Semakin dekat hari H, semakin rajin anak-anak bersiap. Bahkan seolah mereka siap melakukan apa saja untuk dapat kumpul tujuh belasan. Seperti biasanya secercah harapan selalu datang dititik kepenatan. Seperti biasanya pula, anak-anak datang untuk belajar malam ba’da mengaji atau solat isya’. Namun, malam itu agaknya berbeda, dengan suara motor sepertinya tidak asing terdengar, berhenti tepat didepan rumah.

Pengendara motor pun memberikan salam dan masuk ke dalam kamar belajar ‘inspirasi’, seperti biasanya. Tidak ada yang istimewa. Seperti biasanya pula saya menanyakan pada mereka hendak belajar apakah malam ini dengan menebar senyuman yang berusaha tetap khas. Sejenak saya berjalan kedepan dan belakang. Bukan tanpa alasan, suasana dingin membuat saya harus sering minum air putih. Baiklah, sekilas saya melihat mereka tengah asyik saling menularkan ilmu dari senior ke junior di kamar belajar. Tetiba aha moment menghampiri.
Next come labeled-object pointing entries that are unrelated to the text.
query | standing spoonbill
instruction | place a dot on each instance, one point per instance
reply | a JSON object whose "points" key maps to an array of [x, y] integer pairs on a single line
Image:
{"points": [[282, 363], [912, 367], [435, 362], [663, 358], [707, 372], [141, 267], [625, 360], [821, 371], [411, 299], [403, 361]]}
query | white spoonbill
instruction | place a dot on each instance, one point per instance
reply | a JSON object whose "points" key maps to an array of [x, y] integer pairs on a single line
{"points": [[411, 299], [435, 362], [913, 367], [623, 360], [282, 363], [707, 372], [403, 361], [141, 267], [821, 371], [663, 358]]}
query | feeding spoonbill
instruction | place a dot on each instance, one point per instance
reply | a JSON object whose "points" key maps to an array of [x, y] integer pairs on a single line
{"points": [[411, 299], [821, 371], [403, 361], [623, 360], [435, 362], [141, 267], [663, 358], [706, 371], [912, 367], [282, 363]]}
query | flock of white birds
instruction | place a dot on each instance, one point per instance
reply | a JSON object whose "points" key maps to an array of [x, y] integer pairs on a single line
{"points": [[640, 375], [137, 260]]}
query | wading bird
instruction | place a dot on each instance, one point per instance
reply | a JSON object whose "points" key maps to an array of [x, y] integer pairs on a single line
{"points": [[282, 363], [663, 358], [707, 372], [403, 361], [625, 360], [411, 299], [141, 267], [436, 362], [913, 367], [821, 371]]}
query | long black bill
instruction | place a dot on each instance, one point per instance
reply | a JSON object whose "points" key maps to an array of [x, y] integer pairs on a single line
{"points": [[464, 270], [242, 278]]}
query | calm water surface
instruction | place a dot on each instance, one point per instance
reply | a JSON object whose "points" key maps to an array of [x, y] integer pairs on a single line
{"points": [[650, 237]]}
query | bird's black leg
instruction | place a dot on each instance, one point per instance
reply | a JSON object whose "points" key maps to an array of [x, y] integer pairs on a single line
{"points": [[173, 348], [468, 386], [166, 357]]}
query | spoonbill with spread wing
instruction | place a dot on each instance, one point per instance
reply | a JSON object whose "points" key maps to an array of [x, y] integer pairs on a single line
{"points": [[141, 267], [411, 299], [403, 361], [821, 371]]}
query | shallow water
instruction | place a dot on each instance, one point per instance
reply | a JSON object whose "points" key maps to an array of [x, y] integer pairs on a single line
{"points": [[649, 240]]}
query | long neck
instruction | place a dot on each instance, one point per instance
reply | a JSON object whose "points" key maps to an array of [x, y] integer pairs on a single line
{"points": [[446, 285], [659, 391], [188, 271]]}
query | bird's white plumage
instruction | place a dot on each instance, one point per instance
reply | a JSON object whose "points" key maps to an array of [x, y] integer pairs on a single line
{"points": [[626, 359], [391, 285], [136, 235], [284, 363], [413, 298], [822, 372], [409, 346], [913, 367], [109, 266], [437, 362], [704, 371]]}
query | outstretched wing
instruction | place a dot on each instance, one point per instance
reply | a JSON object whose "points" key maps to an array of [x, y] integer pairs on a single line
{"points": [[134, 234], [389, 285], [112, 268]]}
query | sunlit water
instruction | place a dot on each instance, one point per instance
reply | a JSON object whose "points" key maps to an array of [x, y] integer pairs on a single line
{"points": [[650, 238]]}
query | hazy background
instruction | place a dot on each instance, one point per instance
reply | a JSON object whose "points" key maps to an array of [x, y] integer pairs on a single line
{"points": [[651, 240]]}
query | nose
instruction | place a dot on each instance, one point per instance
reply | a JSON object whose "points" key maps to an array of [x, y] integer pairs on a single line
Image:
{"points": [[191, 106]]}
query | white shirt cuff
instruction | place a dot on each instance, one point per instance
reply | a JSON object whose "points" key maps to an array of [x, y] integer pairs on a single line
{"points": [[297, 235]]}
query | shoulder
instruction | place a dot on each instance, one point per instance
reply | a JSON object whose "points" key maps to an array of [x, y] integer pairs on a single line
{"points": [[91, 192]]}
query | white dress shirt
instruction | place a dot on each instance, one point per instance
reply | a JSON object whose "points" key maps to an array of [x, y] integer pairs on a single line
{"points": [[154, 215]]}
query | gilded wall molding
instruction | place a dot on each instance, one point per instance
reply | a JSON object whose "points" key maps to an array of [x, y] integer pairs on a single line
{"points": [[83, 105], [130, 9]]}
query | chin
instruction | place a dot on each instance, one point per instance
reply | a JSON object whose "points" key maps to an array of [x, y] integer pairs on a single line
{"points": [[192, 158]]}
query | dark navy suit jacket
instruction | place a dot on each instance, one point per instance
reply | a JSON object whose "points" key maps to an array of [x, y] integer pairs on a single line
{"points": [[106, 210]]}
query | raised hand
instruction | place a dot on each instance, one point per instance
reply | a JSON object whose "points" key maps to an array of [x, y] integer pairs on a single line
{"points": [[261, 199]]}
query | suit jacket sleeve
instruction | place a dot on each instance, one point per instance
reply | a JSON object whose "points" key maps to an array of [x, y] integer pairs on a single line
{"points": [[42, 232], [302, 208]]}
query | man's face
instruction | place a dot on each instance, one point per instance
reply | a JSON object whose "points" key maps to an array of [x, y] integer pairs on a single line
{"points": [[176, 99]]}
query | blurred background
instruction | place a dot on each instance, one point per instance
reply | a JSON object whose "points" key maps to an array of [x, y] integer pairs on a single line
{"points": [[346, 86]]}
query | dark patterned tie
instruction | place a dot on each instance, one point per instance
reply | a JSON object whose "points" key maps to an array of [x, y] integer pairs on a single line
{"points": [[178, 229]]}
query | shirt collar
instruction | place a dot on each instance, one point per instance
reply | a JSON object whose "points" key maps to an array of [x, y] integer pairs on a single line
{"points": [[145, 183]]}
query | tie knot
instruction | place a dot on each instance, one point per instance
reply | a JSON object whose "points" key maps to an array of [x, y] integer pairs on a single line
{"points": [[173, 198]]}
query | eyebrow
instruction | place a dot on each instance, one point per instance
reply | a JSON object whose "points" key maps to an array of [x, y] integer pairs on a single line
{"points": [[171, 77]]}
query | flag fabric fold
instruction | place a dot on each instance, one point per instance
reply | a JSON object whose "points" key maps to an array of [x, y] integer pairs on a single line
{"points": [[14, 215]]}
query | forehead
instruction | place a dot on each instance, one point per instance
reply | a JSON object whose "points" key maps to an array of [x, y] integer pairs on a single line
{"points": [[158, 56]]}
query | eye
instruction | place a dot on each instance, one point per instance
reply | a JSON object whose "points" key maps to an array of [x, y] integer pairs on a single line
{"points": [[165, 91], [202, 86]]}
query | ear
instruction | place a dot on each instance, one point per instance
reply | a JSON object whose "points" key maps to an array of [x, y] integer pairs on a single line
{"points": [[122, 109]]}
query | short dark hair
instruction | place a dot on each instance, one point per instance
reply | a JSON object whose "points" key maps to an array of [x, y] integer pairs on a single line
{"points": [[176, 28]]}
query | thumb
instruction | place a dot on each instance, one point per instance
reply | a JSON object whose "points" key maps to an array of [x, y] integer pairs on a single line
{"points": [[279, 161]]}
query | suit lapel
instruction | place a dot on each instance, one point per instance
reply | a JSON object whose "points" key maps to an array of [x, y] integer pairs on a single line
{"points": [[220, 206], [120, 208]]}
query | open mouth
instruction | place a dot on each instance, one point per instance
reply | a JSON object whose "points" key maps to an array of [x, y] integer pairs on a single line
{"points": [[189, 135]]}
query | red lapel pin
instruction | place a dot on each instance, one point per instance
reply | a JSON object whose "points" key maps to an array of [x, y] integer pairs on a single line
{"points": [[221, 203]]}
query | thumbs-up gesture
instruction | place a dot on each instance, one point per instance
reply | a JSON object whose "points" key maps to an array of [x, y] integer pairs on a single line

Baiklah, tidak mudah, tidak juga susah, Upik namanya, siswa kelas II MTs (SMP) di desa tetangga (Ondo-Ondolu SPB) yang ternyata diminta sekolahnya untuk mengikuti upacara bendera bergabung bersama di sekolah kami, SD Inpres Ondo-Ondolu SPC. Dengan sedikit speak-speak, bergabunglah dia menjadi penggerak utama kemeriahan tujuh belasan dan siap mengajak para penggerak muda lainnya.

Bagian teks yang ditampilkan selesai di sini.